When Shannon was on the other side of the truck, filming the dead bird, the truck driver stopped what he was doing — throwing metal chains across the truck to latch down each of the palettes — to avoid hitting Shannon (and perhaps interfering with her work).
There was the resilience of the activists. A gentle-voiced woman named Angie broke down into tears, at the sight of the animals being dragged, thrown, and beaten just 50 feet away. But she stayed throughout the vigil and refused to allow the suffering to defeat her. Craig, an activist who has supported DxE for many years, and walked with us through the Utah State Capitol building to protest the FBI raids on animal sanctuaries, was taking photographs much better than mine, with a professional-looking camera.

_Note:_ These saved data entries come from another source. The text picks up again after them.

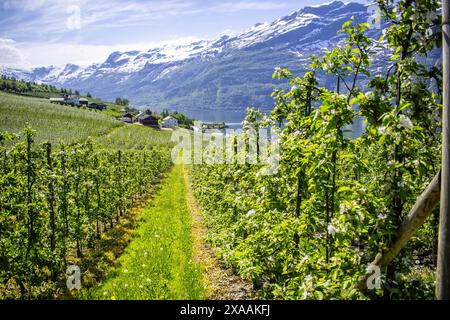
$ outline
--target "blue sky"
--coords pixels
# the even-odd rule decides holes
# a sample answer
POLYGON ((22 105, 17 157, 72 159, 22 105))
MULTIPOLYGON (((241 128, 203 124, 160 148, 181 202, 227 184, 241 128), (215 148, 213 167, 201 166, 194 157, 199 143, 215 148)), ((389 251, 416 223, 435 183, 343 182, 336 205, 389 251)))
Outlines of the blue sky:
POLYGON ((104 61, 117 50, 148 50, 161 43, 239 34, 255 23, 270 22, 304 6, 324 2, 2 0, 0 65, 88 65, 104 61))

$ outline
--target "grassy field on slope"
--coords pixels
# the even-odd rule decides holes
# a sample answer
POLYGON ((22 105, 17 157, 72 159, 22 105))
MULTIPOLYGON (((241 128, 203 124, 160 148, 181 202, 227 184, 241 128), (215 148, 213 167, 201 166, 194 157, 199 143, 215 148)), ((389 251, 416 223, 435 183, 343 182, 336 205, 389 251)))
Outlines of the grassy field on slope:
POLYGON ((27 125, 38 132, 37 142, 70 143, 106 134, 122 124, 100 112, 0 92, 0 131, 17 133, 27 125))
POLYGON ((96 139, 106 148, 121 150, 144 149, 153 146, 170 145, 172 131, 155 130, 139 124, 125 125, 111 133, 96 139))
POLYGON ((145 208, 130 245, 94 299, 202 299, 205 288, 193 261, 192 217, 182 166, 176 165, 145 208))

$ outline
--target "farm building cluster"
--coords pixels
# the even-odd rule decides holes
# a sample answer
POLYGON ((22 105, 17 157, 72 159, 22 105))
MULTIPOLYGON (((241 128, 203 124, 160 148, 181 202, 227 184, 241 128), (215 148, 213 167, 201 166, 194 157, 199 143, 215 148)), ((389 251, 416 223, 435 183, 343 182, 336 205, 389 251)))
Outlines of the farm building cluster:
POLYGON ((178 120, 174 117, 168 116, 161 120, 157 114, 145 114, 140 112, 137 116, 133 117, 133 115, 126 111, 122 110, 122 118, 121 120, 125 123, 140 123, 147 127, 152 127, 155 129, 159 128, 176 128, 178 127, 178 120))
MULTIPOLYGON (((76 107, 87 107, 90 109, 96 110, 105 110, 106 105, 103 103, 91 102, 86 98, 82 98, 79 95, 75 94, 66 94, 61 93, 57 98, 50 98, 50 103, 57 103, 61 105, 70 105, 76 107)), ((122 116, 120 120, 124 123, 140 123, 147 127, 152 127, 155 129, 159 128, 176 128, 178 127, 178 120, 172 116, 167 116, 164 119, 160 120, 160 116, 156 113, 146 114, 143 112, 139 112, 138 115, 134 116, 133 113, 129 111, 129 109, 122 109, 122 116)))
POLYGON ((70 106, 76 106, 76 107, 88 107, 90 109, 96 109, 96 110, 105 110, 106 105, 103 103, 96 103, 91 102, 89 103, 89 100, 86 98, 81 98, 79 95, 75 94, 66 94, 61 93, 59 97, 57 98, 50 98, 50 103, 58 103, 61 105, 70 105, 70 106))

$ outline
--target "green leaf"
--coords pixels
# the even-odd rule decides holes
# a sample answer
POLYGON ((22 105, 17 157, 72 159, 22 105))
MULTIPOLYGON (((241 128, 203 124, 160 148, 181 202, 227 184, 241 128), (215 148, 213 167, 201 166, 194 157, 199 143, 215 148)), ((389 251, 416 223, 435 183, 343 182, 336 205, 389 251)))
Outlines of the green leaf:
POLYGON ((342 193, 342 192, 347 192, 350 190, 351 190, 350 187, 345 186, 345 187, 340 187, 337 192, 342 193))

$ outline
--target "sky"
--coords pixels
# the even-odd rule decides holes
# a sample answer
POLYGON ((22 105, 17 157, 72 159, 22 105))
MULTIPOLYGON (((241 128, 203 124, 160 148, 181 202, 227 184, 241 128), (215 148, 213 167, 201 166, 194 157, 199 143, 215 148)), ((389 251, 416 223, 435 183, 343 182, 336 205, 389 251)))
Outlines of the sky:
POLYGON ((0 66, 87 66, 114 51, 237 35, 256 23, 325 2, 329 0, 0 0, 0 66))

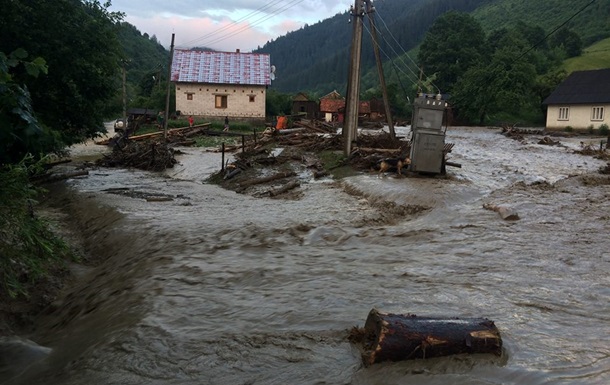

And then of course there was Shannon herself, a relentless activist and mother of Vegan Evan, who despite numerous conflicts and frustrations continues to advocate in every way possible for the animals whom she and her son love so dearly.
But the most important glimmer of hope came from the animals themselves. One wide eyed guinea hen stared at me in the eye. Her eyes were locked on mine, as if we were in a mutual struggle for understanding. The rapid blinking of her eyes, suggested fear to me at first. But she did not pull back as I got closer. This was not fear. There was something else in her eyes.
Hope was my first thought, but that possibility was as soul crushing as it was implausible. She had watched, one by one, as her cage mates were dragged off to death. Yearning for water or food was my next guess, but that too did not seem right. She did not move her eyes away from me as I moved my hand. She was not waiting for me go give her food.
What I ultimately decided is that this was curiosity and excitement and even wonder in her eyes. Wonder as to the power and danger and freedom that this strange creature represented.
“You look upon me from up high, outside of this cage. What could you possibly want from me, or from my kind? Your powers are beyond our comprehension; your lives and pleasures beyond our wildest dreams. So why can you, such great and terrifying creatures… why can you not leave us be?”
Look at her eyes yourself, and ask yourself what you see.
Perhaps we will someday know, as we understand the nature of consciousness and communication with increasingly sophisticated technology. But perhaps it doesn’t matter what she was saying.
Perhaps all that matters is what we should say to ourselves, when we witness these beings who tremble in the moments before their death.
Animals transported in slaughter trucks, you see, need only be given food and water once every 28 hours. But among the literally tens of billions of animals transported to slaughter in the last decade, the Animal Welfare Institute found only 10 inquiries into possible violations of the law, and a single referral for enforcement. I have personally witnessed, in the last 10 years, more cases where there was a plausible violation of this law, and related state animal cruelty laws, in the last 5 years of my work as an investigator for DxE. In short, a single person is doing more work to protect animals than the entire US government.
And what happened yesterday was (depending on the source of the animals) one possible violation. The birds in cages were so desperate that, after being provided water, I witnessed them crammed against side of the cages, gasping for every bit they could drink, for longer than 15 minutes.